2. Factor in self-employment tax savings when using S-Corp vs LLC.
3. Keep excellent records of salaries and distributions if you’re an S-Corp, to satisfy “reasonable compensation” rules especially as IRS oversight intensifies.
4. Use state law counsel—in Delaware, Nevada, or your home state—as entity law (filing fees, formalities, state taxation) can erode federal tax savings.
5. Revisit your structure each year: changes in tax laws like those under OBBB may shift what’s optimal over time.
## Case Study: Small Business Scenario
_Scenario_: Beta Creative, net profits $200,000/year. Owner could take $100,000 salary + $100,000 in distributions in S-Corp form vs entire income in LLC.

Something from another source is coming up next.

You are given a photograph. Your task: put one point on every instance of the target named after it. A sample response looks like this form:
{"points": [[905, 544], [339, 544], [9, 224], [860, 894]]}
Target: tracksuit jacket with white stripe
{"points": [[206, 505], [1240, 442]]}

- As S-Corp: wage taxed for payroll + income tax; distributions avoid self-employment tax. May save ~15% on FICA/Medicare portion.
- As LLC: Entire $200,000 subject to self-employment tax (~15.3%) plus income tax—costly.
- Incorporation costs + payroll setup may offset initial savings—run numbers.
## Summary
Choosing the right entity type in 2026 requires weighing tax liabilities, administrative costs, and your cash flow patterns. With OBBB changes to deductions, safe harbors, and compensation rules, what was optimal last year may not be now. Evaluate often, keep good records, and don’t hesitate to get professional help if your business or income scales up.